Мазуревичуте удивленно взглянула на нее.
— Вы это о чем?
— А вы не понимаете?
— Нет. Вы как-то агрессивно настроены. Я что-то натворила?
— И вы еще спрашиваете. Как вам не стыдно, Рута Юргисовна?
— Знаете, мы литовцы народ спокойный и терпеливый, но тоже можем выходить из себя. Говорите прямо, в чем я виновата перед вами?
Эмма Витольдовна смерила Мазуревичуте взглядом боксера своего соперника перед боем.
— Зачем вы разлучили Феликса с Марией?
Теперь Мазуревичуте смерила Эмму Витольдовну взглядом.
— С чего вы это взяли?
— А кто еще мог это сделать?
— Вы, например.
Эмма Витольдовна саркастически рассмеялась.
— Я не могу, я для него давно как женщина не существую. А вот вы — нет.
— Такое чувство, что вы все посходили с ума. Я к этой ситуации отношения не имею. Разрешите, я все же пойду на пляж. Жарко.
— Нет! — Эмма Витольдовна загородила литовке дорогу. — Мы должны все обсудить.
— Обсуждать абсолютно нечего. Дайте пройти.
— Не дам.
Женщины мерили друг другу взглядами. Внезапно Мазуревичуте усмехнулась.
— Никогда вас не видела столь сердитой. Даже не предполагала, что вы можете быть такой. Вот как вас задевает все, что связано с Феликсом.
— Возможно. Но речь сейчас не о том. Вам надо их помирить.
— Это не в моих силах, — пожала плечами Мазуревичуте. — Я разговаривала с Марией, она ни в какую. И вообще, эта история меня не касается. Они взрослые люди, пусть сами разбираются в своих отношениях. Так что пропустите меня.
Мазуревичуте сделала очередную попытку прорваться сквозь заградительный заслон, но Эмма Витольдовна схватила ее за руку.
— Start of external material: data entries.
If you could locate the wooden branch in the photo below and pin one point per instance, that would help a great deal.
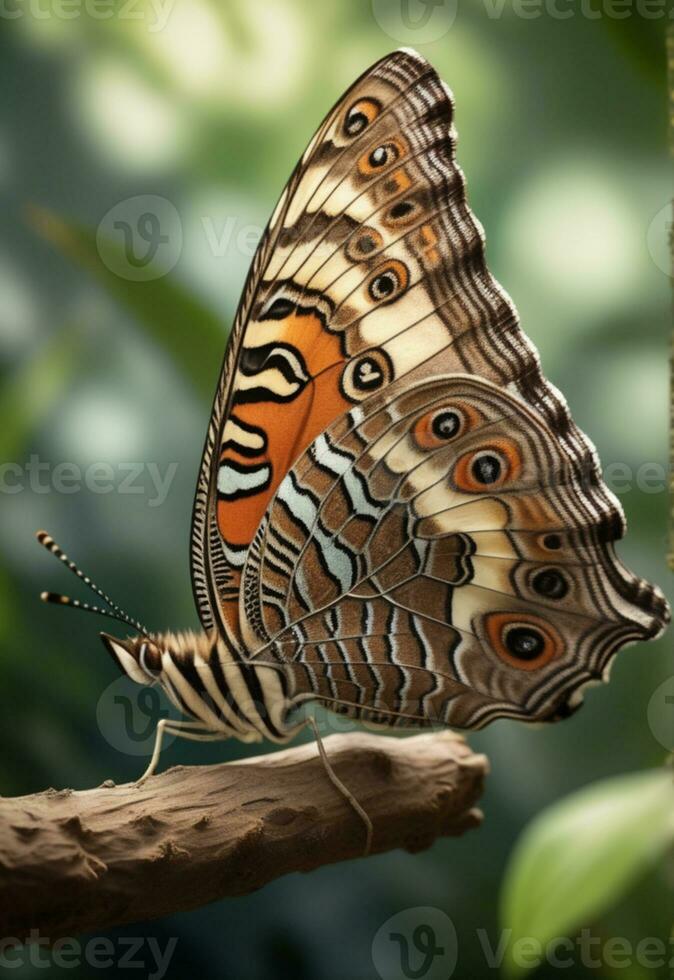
(73, 862)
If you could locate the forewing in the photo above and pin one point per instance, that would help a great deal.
(371, 273)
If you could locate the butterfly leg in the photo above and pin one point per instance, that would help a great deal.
(337, 782)
(181, 729)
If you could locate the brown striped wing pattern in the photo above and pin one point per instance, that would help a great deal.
(371, 273)
(435, 557)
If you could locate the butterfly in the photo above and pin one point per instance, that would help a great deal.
(396, 515)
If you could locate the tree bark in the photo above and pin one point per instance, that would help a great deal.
(73, 862)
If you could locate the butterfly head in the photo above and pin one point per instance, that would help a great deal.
(139, 657)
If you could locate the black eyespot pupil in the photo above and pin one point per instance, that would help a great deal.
(487, 469)
(355, 122)
(383, 285)
(446, 424)
(524, 643)
(401, 209)
(378, 157)
(550, 583)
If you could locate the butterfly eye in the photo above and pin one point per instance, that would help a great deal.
(550, 583)
(488, 468)
(388, 282)
(525, 642)
(360, 115)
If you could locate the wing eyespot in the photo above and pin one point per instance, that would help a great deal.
(525, 642)
(382, 155)
(402, 213)
(388, 282)
(363, 244)
(489, 467)
(549, 583)
(361, 114)
(435, 429)
(366, 374)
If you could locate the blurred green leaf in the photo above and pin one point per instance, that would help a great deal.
(185, 329)
(30, 392)
(581, 855)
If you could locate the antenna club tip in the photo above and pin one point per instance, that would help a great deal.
(61, 600)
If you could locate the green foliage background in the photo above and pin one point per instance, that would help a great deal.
(562, 128)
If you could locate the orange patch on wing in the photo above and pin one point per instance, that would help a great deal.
(289, 426)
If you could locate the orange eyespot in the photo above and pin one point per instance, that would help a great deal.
(523, 641)
(440, 426)
(489, 467)
(361, 114)
(378, 157)
(386, 283)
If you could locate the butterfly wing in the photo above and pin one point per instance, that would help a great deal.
(434, 556)
(371, 270)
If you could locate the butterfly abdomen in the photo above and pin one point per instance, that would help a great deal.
(207, 680)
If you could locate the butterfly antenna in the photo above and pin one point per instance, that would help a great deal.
(113, 612)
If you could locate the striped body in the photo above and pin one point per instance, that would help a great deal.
(205, 678)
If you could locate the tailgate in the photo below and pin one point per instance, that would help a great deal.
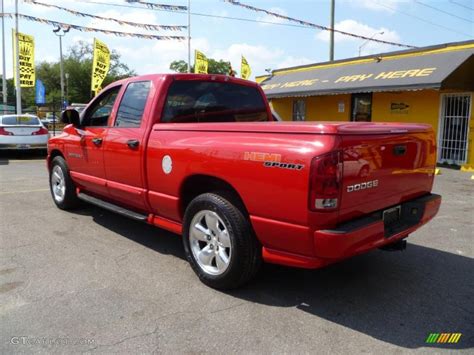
(384, 169)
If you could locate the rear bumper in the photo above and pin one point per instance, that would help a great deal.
(360, 235)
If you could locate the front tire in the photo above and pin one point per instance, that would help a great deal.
(219, 242)
(61, 185)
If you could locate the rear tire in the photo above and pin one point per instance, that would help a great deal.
(61, 185)
(219, 242)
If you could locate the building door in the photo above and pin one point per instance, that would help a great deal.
(454, 128)
(299, 110)
(361, 107)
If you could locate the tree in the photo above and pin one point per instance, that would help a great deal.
(78, 64)
(214, 66)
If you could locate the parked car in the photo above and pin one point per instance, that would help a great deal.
(78, 107)
(200, 155)
(22, 132)
(50, 119)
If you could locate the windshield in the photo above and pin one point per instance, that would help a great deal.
(205, 101)
(20, 121)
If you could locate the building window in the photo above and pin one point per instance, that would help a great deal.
(361, 107)
(299, 110)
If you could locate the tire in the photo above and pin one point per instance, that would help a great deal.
(61, 185)
(228, 234)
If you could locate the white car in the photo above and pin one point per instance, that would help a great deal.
(22, 132)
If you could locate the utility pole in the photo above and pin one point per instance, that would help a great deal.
(189, 36)
(331, 34)
(4, 67)
(57, 31)
(17, 61)
(367, 41)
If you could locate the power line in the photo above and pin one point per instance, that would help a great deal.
(313, 25)
(461, 5)
(92, 29)
(151, 5)
(198, 14)
(121, 22)
(422, 19)
(442, 11)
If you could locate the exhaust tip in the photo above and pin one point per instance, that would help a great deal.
(399, 245)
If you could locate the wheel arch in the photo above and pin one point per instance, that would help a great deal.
(195, 185)
(54, 153)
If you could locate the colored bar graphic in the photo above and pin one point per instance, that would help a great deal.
(443, 338)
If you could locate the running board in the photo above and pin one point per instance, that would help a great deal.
(111, 207)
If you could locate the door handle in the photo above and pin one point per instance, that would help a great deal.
(399, 150)
(97, 141)
(133, 143)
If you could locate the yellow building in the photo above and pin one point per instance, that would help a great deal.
(432, 85)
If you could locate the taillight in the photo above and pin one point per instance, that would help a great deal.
(3, 132)
(325, 182)
(41, 131)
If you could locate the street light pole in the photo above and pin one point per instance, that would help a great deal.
(331, 33)
(57, 31)
(367, 41)
(4, 68)
(66, 75)
(17, 61)
(189, 36)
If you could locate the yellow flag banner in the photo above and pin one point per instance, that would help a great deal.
(26, 45)
(245, 70)
(200, 63)
(100, 65)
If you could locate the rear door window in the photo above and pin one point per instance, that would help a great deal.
(204, 101)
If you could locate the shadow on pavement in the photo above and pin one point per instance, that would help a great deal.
(6, 156)
(396, 297)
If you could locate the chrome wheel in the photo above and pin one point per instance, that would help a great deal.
(58, 183)
(210, 242)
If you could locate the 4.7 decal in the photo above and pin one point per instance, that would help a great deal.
(271, 160)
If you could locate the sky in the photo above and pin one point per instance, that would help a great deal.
(265, 46)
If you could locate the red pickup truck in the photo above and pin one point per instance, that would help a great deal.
(199, 155)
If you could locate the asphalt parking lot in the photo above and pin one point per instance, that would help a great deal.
(91, 281)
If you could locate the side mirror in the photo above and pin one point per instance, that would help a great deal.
(70, 116)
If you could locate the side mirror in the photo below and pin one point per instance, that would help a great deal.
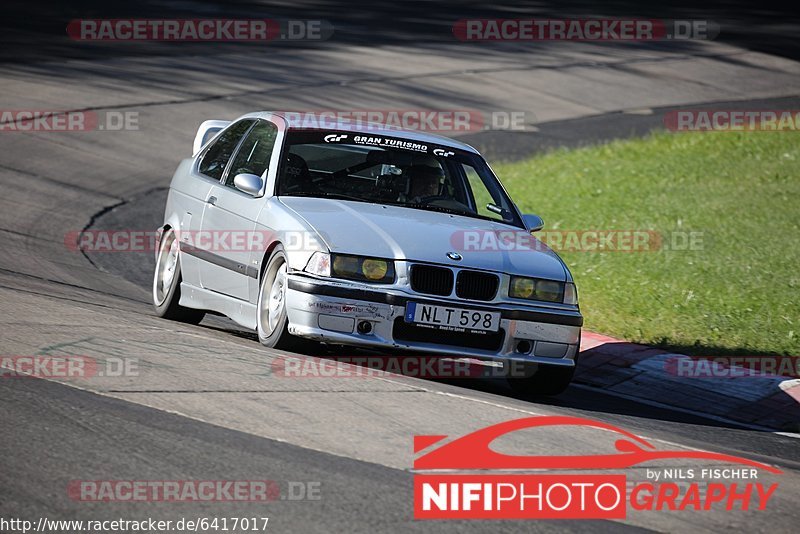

— Я так вас не оставлю, вы должны исправить ситуацию. Мария — это идеальный выбор для Феликса. Именно это вам и не нравится. Воспользовались тем, что у него остались к вам еще какие-то чувства. И решили нажать на них. Думаете, я не видела, как вы это последовательно делали. И как вам не стыдно!
— Ваши обвинения абсолютно беспочвенны. И мне надоело их выслушивать. А если у Феликса что-то ко мне и сохранилось, пусть он и решает, что с этим делать. Я отвечаю только за себя. У меня к нему чувств нет, если не считать дружеских.
— Я всегда подозревала, что вы их тех, кто думает только о себе. Это с виду вы хотите прослыть большим общественным деятелем, который печется об интересах своей страны, а то и всей Европы.
— Думаете, как хотите, — пожала плечами Мазуревичуте. — Я давно поняла, что по возможности не надо никому и ничего доказывать, а просто делать то, что считаешь нужным.
— Говорите, говорите, — процедила Эмма Витольдовна. — Только я вам не верю. Более того, я вижу, что вы не меняетесь. Тогда вы ловко увели у меня Феликса. Но на этом не успокоились, теперь решили его увести от другой женщины. Я вам этого сделать не позволю!
— Эмма Витольдовна, давайте закончим этот бессмысленный разговор, — предложила Мазуревичуте. — Феликс и Мария не мальчик и девочка, а взрослые люди. Они во всем сами разберутся. И больше на эту тему я говорить не намерена.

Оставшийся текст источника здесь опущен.